My hat goes off to the Jal Bhagirathi Foundation, the NGO who has set up this Community Video Unit (they are one of the leading organizations working on the issue of water in Rajasthan), for embracing a project that is all about dialog and encouraging the lowest and most repressed members of society to speak out. It’s not easy for them and it’s not easy for the Community Producers, who come from such a conservative place and have so much baggage they need to get rid of. These community producers, who are also relatively new to our training, are a quiet bunch, quieter than many of the Community Producers we’re involved with. But it was interesting to see that they are much more open in their communication when they are in the villages.
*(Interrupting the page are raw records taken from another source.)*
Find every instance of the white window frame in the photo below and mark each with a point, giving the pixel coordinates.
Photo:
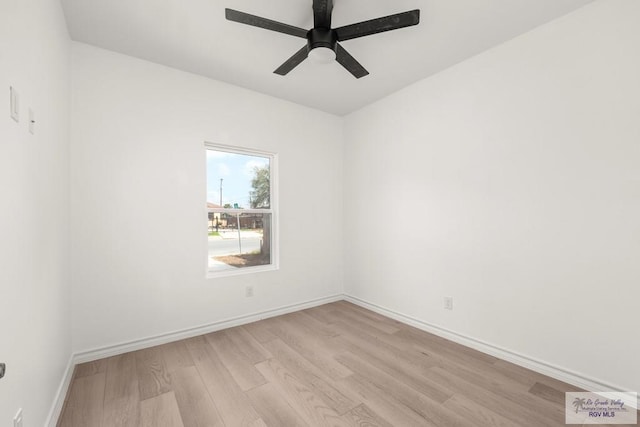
(273, 210)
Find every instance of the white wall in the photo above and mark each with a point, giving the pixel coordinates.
(138, 198)
(512, 183)
(35, 339)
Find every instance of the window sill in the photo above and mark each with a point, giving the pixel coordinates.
(234, 271)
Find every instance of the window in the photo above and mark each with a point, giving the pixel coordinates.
(241, 214)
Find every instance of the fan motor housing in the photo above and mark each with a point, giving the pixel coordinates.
(321, 37)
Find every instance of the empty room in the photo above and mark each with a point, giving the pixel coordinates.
(319, 213)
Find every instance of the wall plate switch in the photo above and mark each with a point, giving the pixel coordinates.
(17, 420)
(32, 121)
(14, 104)
(448, 303)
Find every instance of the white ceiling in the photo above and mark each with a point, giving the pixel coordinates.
(193, 35)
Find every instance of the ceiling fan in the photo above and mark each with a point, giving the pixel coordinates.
(322, 40)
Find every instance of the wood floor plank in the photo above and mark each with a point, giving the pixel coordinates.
(346, 305)
(176, 356)
(310, 375)
(153, 377)
(241, 369)
(299, 396)
(90, 368)
(85, 402)
(404, 372)
(350, 312)
(248, 345)
(121, 395)
(478, 414)
(522, 414)
(160, 411)
(260, 330)
(195, 405)
(309, 347)
(338, 364)
(233, 405)
(311, 323)
(432, 411)
(363, 416)
(384, 403)
(351, 336)
(274, 410)
(321, 314)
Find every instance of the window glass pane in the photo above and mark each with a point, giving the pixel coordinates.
(239, 226)
(231, 247)
(238, 181)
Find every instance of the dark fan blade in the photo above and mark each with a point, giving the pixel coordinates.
(349, 62)
(322, 13)
(378, 25)
(293, 62)
(257, 21)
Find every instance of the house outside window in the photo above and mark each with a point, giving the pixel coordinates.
(241, 210)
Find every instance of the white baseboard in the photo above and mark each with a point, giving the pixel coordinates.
(561, 374)
(544, 368)
(61, 393)
(113, 350)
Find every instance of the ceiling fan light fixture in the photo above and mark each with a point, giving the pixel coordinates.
(322, 55)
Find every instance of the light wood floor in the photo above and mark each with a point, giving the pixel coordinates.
(334, 365)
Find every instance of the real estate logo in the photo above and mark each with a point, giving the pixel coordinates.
(599, 408)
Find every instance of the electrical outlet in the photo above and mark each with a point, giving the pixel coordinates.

My colleague Stalin went with them to a screening in the villages. The CVU, which is called “Marwar Media”, had recently finished a video news magazine on gender and girls education, and there were about 250 people who came for the screening. The “Call to Action” of the film was for villagers to come up to the mic and pledge to enroll their girls in school. Happily in this village, the girls were mostly enrolled, and so they asked villagers to pledge to keep their girls in school through high school, something that rarely happens here. One could see, even in this deeply conservative area, people being willing to speak up, including the Community Producers who spoke confidently and openly here when they are often quiet back in the office.
I want to make a few observations regarding community media in response to what we observed. One is that communications processes are very different depending on who is in the group. One might see this group of producers in the office and wonder if they would ever be able to be ‘the voice of their community’ if they seem so shy. But they are not so shy in their own villages!
I suspect that people — ie, development agencies and funders — have downplayed the potential of community media because they don’t realize the level of articulateness that happens when a community is speaking amongst itself. Another point is that anyone can be empowered and learn to speak out, it is not something innate. NGOs who want to start Community Video Units are always saying to us, ‘but how do I select the right community producers? How do I find people in my slums who are creative, confident, articulate? How do you identify someone with the potential to be a journalist?’ We tell them, yes, look out for people who have confidence and can speak well, but don’t only take those kinds, because the confident ones may not need this transformation process so much.
Our observation after a few years of doing this work is that everyone has the potential for transformation, and to me, that is deeply inspiring about the potential for any single individual’s potential for happiness. And also for society’s ability to make use of talent from any walk of life. Affection and encouragement work wonders for encouraging young women from poor backgrounds in India to find their voice. And theater exercises can bring just about anyone out of their shell.
Another thing one observes at a video screening and discussion in a village is that the way different cultures communicate has such different rhythms and speeds. My question is, can we ever alter the way we communicate our news so the ideas of people in rural villages can find a space? What happens if their way of communicating is very different from ours? Does it mean that communication is not possible? Does it mean that they will need to be excluded from our news-making businesses until they can talk ‘like us?’ I hope not.
All traditional news is geared to what seems to me a very American way of communicating: make your point quickly, bring things to a clear resolution, gather evidence and proof for everything you say. That way of communicating serves us well in the west, but what if it disconnects us from the ideas and knowledge of other cultures?